No Brasil, o Litopenaeus vannamei é a espécie de camarão mais relevante comercialmente, sendo amplamente encontrado em restaurantes e supermercados em todo o país. Sua produção em larga escala exige áreas extensas de cultivo, o que aumenta os riscos de impactos ambientais caso a atividade, ainda que licenciada, não adote sistemas de controle e práticas sustentáveis.
Devido a fatores técnicos, como o pH da água, a drenagem do solo (solo argiloso de mangue) e a dinâmica estuarina, muitas fazendas foram implantadas em áreas de manguezal. Essa escolha resultou, e ainda resulta, em conflitos com órgãos ambientais, com o Ministério Público e organizações da sociedade civil, que apontaram infrações relacionadas à ocupação de áreas de preservação permanente (APPs), como os manguezais e áreas associadas, cuja proteção é determinada pelo Código Florestal, Lei nº 12.651/2012, em seu artigo 4º, incisos VI e VII (Brasil, 2012). Obviamente que não há conflitos em todos os casos, mas não é rara a existência de problemas associados à ocupação nessas áreas (manguezais e restingas protetoras de mangues).
Tal cenário gerou, e ainda gera, conflitos socioambientais e econômicos, pois a técnica (incluindo o local da atividade) mais eficiente para o cultivo confronta-se com as restrições legais. Nesse sentido, não se pode esquecer que de acordo com o artigo 4º, incisos VI e VII do Código Florestal vigente, considera-se área de preservação permanente, em zonas rurais ou urbanas, as restingas, como fixadoras de dunas ou estabilizadoras de mangues e os manguezais, em toda a sua extensão (Brasil, 2012).

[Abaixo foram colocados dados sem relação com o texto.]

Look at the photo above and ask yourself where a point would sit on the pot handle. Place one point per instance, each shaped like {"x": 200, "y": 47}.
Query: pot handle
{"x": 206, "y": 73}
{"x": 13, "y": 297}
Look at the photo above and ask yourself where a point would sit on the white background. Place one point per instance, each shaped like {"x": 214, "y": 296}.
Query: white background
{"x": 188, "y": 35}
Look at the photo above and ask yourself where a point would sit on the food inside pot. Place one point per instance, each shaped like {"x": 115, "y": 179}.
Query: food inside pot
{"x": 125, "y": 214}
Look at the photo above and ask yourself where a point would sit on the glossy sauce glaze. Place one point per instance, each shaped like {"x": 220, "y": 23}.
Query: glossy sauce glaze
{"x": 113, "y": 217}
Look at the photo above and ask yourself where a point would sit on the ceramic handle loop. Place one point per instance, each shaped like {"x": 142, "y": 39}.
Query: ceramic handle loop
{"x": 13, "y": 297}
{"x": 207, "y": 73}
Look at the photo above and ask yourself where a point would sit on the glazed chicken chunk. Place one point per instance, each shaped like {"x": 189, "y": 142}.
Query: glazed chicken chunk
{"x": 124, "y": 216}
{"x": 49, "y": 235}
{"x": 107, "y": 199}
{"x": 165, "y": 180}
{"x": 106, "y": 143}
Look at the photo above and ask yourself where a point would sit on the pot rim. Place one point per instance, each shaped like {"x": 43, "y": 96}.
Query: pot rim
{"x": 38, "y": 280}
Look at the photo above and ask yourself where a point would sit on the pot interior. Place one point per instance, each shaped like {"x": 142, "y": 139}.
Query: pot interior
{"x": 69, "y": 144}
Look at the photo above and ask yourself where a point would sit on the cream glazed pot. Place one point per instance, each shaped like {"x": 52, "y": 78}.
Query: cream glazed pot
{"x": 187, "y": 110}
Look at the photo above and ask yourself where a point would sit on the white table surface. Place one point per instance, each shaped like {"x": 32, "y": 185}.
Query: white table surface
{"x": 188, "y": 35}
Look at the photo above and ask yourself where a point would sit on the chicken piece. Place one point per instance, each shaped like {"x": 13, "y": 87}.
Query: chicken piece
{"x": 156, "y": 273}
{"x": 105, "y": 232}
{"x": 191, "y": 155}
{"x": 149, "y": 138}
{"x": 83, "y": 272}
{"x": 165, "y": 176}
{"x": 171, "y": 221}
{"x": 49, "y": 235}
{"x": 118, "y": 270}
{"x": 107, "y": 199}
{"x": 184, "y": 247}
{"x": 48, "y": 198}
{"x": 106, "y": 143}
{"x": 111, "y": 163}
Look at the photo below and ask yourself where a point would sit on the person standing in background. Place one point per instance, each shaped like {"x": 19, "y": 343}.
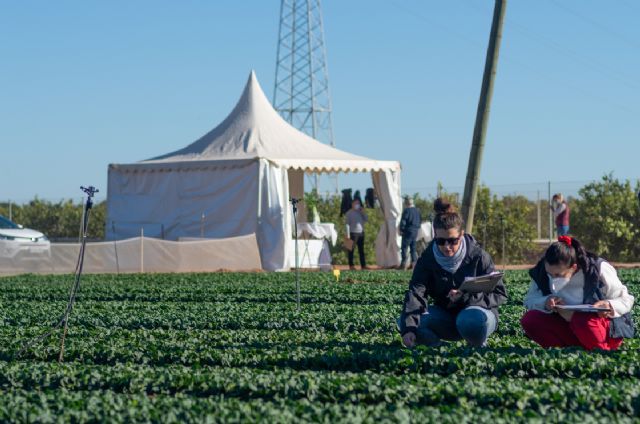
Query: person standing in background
{"x": 409, "y": 227}
{"x": 356, "y": 218}
{"x": 561, "y": 213}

No entanto, esta mesma norma (Lei Federal nº 12.651/2012) admite, em situações excepcionais, a intervenção ou a supressão de vegetação nativa em áreas de preservação permanente (APPs), desde que motivada por utilidade pública, interesse social ou baixo impacto ambiental, conforme disposto no seu artigo 8º (BRASIL, 2012). A questão que se coloca, então, é saber se tal atividade se enquadra em hipótese de utilidade pública, interesse social ou baixo impacto ambiental. Nem sempre isso acontece. Aliás tal enquadramento não é tarefa simples e fácil.

Complementando o parágrafo anterior, vale destacar que o § 1º desse mesmo artigo 8º determina que a supressão de vegetação nativa protetora de nascentes, dunas e restingas somente poderá ser autorizada nos casos de utilidade pública. Já o § 2º estabelece que a intervenção ou supressão de vegetação em APPs relacionadas aos incisos VI e VII do artigo 4º (restingas, como fixadoras de dunas ou estabilizadoras de mangues e manguezais, em toda a sua extensão) poderá ser autorizada, de forma excepcional, em locais onde a função ecológica do manguezal esteja comprometida, desde que destinada à execução de obras habitacionais e de urbanização vinculadas a projetos de regularização fundiária de interesse social em áreas urbanas consolidadas ocupadas por população de baixa renda (Brasil, 2012).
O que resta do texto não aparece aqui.